2. Artificially create negative labels, by choosing a random (high chance of being wrong) utterance at the end of a dialogue sequence.
While this method can produce a lot of negative examples, the generated negative samples will be so obviously wrong, the resulting model may have trouble distinguishing a correct response from a subtly wrong response.
Going back to BERT
Previously our best model was based on BERT. It’s a bidirectional transformer pre-trained using a combination of masked language modeling objective and next sentence prediction on a large corpus. Then it can be fine-tuned with just one additional output layer to create state-of-the-art models for a wide range of tasks. However, it is hard to tame such complicated models and it is even harder to scale them. To efficiently use these models one has to spend a lot of computational resources to perform hyperparameter tuning and reproduce experiment results. To achieve higher computational efficiency we experimented with DiltillBERT, SqueezeBERT and MobileBERT – the pruned versions of the original BERT model.
Machine learning models are very sensitive to the choice of hyperparameters. We started with using gridsearch and then switched to more advanced hyperparameter optimization algorithms (optuna).
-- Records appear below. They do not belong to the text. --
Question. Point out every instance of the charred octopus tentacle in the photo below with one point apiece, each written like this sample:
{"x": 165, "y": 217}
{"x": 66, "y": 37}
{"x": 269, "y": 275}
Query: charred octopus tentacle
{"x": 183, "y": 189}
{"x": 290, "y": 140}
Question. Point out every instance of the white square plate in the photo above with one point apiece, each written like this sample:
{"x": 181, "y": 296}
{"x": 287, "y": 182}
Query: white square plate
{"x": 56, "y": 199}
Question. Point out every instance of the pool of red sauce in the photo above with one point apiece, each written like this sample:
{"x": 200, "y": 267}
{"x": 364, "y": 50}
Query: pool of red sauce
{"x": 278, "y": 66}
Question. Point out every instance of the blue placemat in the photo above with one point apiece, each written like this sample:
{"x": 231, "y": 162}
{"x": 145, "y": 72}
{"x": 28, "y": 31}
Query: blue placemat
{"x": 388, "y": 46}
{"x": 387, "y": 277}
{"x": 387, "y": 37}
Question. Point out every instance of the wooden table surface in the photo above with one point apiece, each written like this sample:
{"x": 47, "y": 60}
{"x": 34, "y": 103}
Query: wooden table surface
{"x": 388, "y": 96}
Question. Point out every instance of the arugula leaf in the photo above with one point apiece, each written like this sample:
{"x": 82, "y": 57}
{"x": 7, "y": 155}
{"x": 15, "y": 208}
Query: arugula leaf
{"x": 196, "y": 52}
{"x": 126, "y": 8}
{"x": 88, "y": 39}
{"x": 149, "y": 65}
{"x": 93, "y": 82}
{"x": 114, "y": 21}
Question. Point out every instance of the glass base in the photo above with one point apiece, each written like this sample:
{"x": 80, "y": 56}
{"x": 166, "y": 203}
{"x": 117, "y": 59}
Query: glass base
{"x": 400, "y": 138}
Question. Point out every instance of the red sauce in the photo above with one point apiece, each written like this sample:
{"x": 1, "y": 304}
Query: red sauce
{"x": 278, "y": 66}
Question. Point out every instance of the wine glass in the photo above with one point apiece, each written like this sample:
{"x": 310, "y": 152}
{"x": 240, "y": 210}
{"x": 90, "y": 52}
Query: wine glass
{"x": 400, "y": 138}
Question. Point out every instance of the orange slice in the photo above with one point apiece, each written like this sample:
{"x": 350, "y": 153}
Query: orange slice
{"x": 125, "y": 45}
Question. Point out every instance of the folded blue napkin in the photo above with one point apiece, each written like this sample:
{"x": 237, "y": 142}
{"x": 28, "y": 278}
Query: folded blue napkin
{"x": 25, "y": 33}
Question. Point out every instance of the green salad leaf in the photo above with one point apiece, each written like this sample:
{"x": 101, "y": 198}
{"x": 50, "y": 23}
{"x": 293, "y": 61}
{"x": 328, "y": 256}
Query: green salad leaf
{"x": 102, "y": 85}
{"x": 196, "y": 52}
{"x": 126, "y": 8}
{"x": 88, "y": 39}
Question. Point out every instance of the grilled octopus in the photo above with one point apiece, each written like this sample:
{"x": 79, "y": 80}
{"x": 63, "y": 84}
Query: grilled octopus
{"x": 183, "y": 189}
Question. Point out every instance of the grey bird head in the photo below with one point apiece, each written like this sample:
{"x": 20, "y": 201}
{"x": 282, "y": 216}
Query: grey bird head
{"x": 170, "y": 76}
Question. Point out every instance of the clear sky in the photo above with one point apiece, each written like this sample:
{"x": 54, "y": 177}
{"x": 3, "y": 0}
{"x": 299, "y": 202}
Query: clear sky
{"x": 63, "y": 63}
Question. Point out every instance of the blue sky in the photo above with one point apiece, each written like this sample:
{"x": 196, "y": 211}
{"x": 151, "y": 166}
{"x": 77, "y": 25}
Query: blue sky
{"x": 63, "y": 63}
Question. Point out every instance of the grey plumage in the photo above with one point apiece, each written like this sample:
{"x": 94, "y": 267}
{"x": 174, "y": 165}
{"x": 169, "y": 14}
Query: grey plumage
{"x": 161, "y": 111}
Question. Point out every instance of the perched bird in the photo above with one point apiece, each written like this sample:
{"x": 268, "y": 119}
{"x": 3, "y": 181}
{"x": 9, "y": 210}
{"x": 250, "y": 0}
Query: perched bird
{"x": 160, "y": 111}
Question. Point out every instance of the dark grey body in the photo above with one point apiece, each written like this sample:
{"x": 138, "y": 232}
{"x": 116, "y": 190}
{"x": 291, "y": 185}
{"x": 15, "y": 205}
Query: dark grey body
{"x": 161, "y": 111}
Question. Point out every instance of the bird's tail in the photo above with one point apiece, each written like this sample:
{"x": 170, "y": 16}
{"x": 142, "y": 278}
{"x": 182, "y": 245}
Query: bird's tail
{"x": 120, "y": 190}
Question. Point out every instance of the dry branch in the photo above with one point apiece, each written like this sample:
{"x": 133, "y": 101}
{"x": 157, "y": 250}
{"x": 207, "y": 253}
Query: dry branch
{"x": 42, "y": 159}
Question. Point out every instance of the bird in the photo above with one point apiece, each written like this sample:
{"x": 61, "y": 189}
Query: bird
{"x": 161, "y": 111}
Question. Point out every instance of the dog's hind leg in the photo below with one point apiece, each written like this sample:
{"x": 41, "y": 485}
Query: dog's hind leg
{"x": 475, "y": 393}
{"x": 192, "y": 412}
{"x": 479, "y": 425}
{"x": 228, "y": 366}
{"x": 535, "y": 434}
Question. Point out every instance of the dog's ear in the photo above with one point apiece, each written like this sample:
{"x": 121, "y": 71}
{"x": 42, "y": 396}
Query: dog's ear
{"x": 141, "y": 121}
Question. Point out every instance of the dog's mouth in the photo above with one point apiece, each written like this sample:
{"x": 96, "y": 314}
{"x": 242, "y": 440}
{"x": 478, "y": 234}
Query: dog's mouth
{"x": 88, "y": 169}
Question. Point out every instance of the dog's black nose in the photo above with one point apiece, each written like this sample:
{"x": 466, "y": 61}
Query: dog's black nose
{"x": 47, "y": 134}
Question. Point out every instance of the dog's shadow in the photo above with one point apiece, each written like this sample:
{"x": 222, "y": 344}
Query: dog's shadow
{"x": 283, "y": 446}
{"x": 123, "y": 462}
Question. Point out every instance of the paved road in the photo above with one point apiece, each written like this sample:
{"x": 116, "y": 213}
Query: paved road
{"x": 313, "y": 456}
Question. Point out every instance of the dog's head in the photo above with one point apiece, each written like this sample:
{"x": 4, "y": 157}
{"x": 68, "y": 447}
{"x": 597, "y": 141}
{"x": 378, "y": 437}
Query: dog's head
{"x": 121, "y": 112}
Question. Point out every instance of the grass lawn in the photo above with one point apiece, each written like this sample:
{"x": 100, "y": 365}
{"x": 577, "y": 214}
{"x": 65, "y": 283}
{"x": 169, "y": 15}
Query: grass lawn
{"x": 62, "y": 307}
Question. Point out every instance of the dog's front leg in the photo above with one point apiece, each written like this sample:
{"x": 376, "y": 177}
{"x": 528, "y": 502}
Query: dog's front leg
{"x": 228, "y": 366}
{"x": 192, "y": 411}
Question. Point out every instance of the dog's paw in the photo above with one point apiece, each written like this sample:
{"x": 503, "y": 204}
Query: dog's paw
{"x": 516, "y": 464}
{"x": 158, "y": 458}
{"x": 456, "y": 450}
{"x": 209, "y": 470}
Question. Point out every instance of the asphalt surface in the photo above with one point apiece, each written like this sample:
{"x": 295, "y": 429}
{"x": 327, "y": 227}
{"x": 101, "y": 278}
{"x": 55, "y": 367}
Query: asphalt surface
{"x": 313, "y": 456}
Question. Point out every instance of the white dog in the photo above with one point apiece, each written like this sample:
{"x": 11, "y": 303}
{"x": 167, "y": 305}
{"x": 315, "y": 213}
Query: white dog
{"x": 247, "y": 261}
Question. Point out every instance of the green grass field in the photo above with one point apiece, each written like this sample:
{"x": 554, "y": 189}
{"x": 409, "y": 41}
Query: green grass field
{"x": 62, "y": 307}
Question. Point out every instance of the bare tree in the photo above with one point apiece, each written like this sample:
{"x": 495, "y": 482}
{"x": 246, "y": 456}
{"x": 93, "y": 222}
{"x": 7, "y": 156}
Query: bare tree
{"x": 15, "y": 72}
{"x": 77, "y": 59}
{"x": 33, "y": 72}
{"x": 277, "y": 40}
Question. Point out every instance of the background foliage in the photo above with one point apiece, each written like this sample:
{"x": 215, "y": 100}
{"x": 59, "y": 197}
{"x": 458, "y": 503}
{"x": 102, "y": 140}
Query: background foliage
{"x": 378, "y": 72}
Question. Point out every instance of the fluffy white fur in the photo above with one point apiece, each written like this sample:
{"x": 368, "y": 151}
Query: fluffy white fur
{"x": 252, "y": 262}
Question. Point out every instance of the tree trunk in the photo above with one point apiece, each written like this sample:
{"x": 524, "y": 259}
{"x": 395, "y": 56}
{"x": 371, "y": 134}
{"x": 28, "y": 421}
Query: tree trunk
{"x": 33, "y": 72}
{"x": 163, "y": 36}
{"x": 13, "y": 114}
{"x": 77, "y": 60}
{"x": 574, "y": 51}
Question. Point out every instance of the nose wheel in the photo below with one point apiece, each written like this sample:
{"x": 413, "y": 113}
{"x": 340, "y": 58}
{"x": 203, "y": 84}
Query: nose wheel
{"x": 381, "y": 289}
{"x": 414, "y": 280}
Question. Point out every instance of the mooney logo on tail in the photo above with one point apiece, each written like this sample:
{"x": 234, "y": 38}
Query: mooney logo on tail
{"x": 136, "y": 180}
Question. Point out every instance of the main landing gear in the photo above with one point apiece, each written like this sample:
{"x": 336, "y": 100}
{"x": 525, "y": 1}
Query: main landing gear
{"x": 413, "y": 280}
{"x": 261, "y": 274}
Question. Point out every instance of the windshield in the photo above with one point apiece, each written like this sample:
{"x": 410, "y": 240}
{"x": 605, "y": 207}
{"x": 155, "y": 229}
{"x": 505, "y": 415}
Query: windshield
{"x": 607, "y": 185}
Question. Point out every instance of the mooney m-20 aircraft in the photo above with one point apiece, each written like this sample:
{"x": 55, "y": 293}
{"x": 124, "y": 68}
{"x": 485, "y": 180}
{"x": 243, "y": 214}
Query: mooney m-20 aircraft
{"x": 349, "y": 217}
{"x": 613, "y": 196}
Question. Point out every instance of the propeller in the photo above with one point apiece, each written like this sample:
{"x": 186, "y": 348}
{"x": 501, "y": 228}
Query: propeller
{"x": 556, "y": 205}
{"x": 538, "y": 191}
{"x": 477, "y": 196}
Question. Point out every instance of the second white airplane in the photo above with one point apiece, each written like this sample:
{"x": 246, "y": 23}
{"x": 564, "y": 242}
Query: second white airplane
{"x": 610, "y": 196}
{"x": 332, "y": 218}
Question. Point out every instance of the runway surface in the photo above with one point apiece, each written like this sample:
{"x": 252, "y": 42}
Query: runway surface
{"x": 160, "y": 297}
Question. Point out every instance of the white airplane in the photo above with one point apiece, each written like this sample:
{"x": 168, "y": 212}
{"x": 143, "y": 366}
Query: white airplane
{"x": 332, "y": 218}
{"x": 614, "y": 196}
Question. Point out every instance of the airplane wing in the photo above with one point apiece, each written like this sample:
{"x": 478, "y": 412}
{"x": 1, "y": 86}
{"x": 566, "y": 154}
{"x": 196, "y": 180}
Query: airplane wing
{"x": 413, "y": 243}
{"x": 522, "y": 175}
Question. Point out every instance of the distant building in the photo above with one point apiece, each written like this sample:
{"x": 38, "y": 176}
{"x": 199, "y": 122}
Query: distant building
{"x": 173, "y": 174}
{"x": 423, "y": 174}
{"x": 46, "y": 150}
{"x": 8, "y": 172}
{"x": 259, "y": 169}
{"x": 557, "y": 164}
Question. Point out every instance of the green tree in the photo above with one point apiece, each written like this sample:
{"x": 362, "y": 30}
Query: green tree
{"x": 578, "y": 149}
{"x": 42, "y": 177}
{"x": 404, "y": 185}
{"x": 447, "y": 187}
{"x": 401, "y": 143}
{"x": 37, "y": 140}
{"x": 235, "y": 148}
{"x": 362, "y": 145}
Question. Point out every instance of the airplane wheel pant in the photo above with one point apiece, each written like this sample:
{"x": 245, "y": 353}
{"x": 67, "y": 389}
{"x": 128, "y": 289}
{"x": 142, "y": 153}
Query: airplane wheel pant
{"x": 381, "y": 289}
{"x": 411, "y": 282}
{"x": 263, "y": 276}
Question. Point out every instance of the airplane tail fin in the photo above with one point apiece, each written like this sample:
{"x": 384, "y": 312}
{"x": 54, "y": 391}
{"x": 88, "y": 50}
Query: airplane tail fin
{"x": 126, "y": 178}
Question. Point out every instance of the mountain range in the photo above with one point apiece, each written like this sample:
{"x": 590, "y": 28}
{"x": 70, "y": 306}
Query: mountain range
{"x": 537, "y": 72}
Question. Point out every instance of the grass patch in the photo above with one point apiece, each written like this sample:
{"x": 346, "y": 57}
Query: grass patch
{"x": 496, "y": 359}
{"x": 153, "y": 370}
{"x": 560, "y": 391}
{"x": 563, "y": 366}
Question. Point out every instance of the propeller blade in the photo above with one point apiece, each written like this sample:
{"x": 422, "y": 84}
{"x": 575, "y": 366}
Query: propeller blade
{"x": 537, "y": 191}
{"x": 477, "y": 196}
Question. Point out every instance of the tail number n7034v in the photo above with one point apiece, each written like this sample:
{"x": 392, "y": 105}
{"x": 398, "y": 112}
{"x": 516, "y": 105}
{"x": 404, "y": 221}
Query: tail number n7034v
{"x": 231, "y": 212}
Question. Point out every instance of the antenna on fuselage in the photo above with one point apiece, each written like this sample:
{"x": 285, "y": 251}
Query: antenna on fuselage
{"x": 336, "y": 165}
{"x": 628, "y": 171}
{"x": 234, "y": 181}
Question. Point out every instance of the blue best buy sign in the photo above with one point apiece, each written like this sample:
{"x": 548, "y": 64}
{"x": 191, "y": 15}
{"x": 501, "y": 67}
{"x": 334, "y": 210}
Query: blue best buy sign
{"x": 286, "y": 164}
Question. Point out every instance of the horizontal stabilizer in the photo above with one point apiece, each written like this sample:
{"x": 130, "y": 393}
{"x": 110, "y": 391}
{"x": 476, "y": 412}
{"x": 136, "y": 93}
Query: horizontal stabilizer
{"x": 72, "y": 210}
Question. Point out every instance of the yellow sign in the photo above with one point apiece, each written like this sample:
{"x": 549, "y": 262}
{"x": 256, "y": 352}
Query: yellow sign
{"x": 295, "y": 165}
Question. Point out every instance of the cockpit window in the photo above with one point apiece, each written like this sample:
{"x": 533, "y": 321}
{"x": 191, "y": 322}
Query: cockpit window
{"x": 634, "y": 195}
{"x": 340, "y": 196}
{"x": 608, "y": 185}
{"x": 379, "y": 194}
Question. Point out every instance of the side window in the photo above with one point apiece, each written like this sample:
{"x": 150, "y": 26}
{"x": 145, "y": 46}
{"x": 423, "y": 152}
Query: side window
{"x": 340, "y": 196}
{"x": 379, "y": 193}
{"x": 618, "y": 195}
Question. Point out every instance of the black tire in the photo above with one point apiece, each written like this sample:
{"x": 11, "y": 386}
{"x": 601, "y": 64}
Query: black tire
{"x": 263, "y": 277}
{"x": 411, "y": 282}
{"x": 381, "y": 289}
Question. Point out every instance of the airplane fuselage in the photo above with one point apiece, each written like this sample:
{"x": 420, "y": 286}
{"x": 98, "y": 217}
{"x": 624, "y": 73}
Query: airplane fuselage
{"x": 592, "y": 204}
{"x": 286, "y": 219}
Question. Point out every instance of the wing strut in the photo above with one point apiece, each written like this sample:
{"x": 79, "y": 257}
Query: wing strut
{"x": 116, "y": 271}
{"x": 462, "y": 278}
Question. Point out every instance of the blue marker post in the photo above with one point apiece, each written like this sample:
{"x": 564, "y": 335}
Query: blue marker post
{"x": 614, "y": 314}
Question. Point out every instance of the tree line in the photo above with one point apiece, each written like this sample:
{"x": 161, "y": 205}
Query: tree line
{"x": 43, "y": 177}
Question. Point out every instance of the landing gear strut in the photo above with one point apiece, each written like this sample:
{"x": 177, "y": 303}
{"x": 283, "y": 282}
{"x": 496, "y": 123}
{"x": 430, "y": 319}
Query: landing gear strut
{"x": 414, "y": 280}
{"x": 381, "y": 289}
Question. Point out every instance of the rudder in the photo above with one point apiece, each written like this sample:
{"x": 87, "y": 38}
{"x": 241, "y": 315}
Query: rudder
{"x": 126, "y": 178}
The use of pruned models and increase of computational power dedicated to the task we can ensure the best performance.
Fortissimo – a unified way to keep track of the perceived performance of the system
So far we’ve relied on machine learning metrics like accuracy and F-score to determine the performance of the individual systems. However such metrics don’t always directly translate to “how good it seems” to the user.
We implemented a subsystem in our data collection site that gathers feedback from our editors on the quality of the responses. This is tightly coupled with various hyperparameters in the overall pipeline, so we can make changes and quickly see how it affects the quality of responses, separate from the ones given by the training process, such as model accuracy.
- Boxes in blue show the distribution of feedback scores from editors before the update was in effect.
- Boxes in orange show the distribution of feedback scores from editors after the update.
- We let the system collect the feedback data for about two weeks.
Boxes in green show the distribution of feedback scores during rapid iterations of different models and combinations of different settings of the rest of the pipeline. This DOES NOT reflect the performance of the end result of the system.